Institutional reforms needed to support enterprises’ development

26-Sep-2020 Intellasia | VNS | 6:02 AM Print This Post

Phan Duc Hieu, deputy director-general of the Central Institute for Economic Management under the Ministry of Planning and Investment, talks about young Vietnamese enterprises’ need for government support.

What’s the role of the national institution in the course of enterprise development?

Reality has shown that if the national economic institution is of low quality, it may have negative impacts on enterprises’ production or business activities. As a result it weakens the competitiveness of the national economy. It will also increase production costs, create more risks and limit workers’ creativity and their dynamism. It will also limit or distort the competitiveness of enterprises’ competitiveness.

When enterprises face difficulties, it means the national economy doesn’t have sufficient resources to invest in them and enable them to achieve high economic growth. In other words, it has negative impacts on mobilising resources and using them efficiently. As a result, it weakens the national economy’s competitiveness and productivity. Consequently, it will lower national economic growth.

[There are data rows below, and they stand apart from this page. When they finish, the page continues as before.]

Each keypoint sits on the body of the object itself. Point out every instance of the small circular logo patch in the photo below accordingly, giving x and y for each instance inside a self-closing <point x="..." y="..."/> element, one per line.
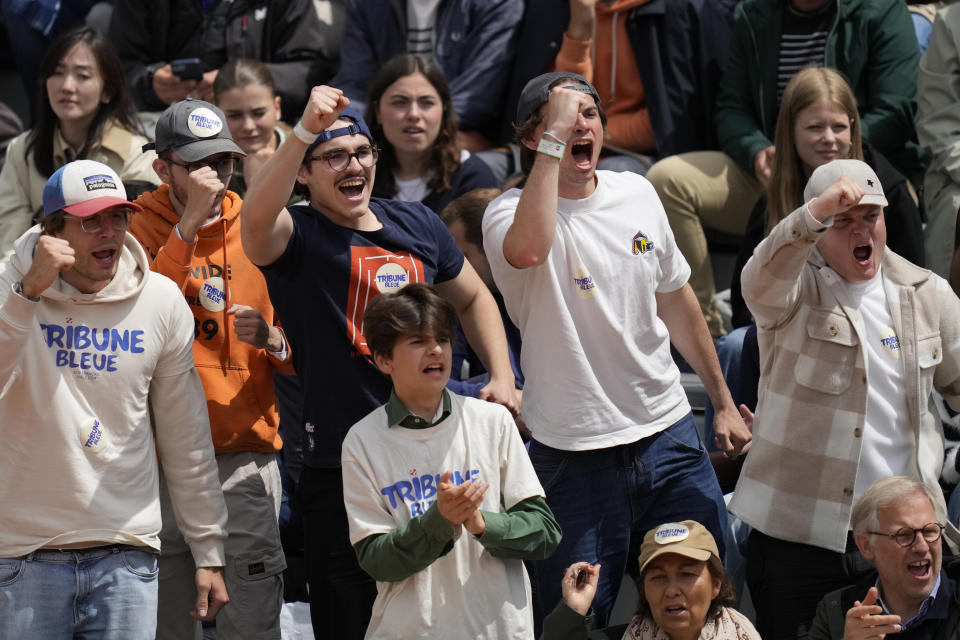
<point x="91" y="435"/>
<point x="672" y="532"/>
<point x="213" y="294"/>
<point x="391" y="277"/>
<point x="204" y="123"/>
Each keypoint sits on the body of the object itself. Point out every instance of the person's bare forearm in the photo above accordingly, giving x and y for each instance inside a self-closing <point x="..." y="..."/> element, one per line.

Do you have any comments about ongoing national economic reforms?

In the course of carrying out the National Socio-Economic Development Strategy from 2011-2020, the Party, the National Assembly and the government have launched multiple economic reform programmes and have provided favourable conditions for enterprises to run their businesses and cut production expenses. As a result, the quality of the business environment and competitiveness of the national economy has improved quite a lot and has gained high praise from the international community and the enterprise themselves.

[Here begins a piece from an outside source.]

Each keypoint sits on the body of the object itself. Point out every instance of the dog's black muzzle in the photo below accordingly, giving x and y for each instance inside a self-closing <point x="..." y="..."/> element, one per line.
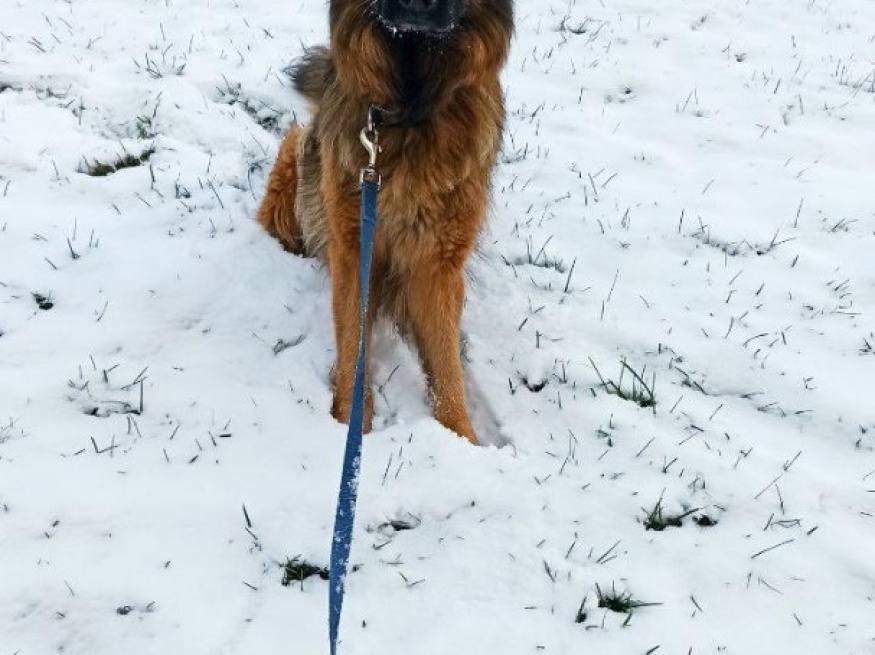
<point x="427" y="17"/>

At a recent World Economic Forum (WEF) event held in Vietn?m, all participants praised Vietnam’s major achievements in the Global Competitive Index (GCI). Results from a recent survey conducted by the Vietnam Chamber of Commerce show that the percentage of Vietnamese enterprises who find difficulties in applying for conditional business permits in 2019 reduced to 34 per cent from 42 per cent in 2018.

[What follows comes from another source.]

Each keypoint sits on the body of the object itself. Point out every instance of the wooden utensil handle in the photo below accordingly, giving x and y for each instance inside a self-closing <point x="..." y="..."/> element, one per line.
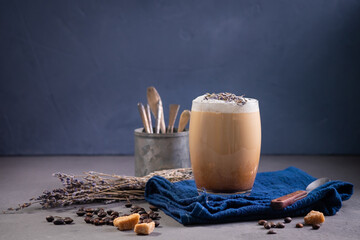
<point x="287" y="200"/>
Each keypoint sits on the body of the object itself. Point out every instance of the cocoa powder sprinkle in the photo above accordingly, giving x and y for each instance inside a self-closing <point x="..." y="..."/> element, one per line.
<point x="227" y="97"/>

Are you happy with the ongoing national economic reforms?

The national economic reforms have not yet met the expectations of both enterprises and the people. The quality of our institutional reforms is still at a lower level compared with many other countries in the region and the world. Vietnam’s competitiveness in the Fourth Industrial Revolution ranks sixth among the 10 Asean member nations, after Singapore, Malaysia, Thailand, Indonesia and the Philippines. Though the rating of our business environment has improved, there is still a long way for Vietnam to go to become one of the four leading Asean member states.

What should Vietnam do improve the quality of its economic reforms?

To build a high-quality economic institution and to become one of the leading members of Asean, Vietnam has three important things to do over the next 10 years.

First, Vietnam has to complete its institution the most important element among the country’s strategic breakthroughs in the upcoming 10 years.

Second, Vietnam should change its goal “to complete and improve the quality of its institution” to “building a high quality institution”. Such a change in the wording means that Vietnam needs to continue its reform process to have an institution which is based on the principle of “management” not “promotion”, development and high labour productivity.

Finally, it is important to define what are the main criteria of a market economy and to ensure enterprises are given the right to decide what they should do and their production strategies.

In other words, the institution must facilitate conditions for enterprises to join or withdraw from the market at their own will while protecting their legal rights and interests in accordance with the law.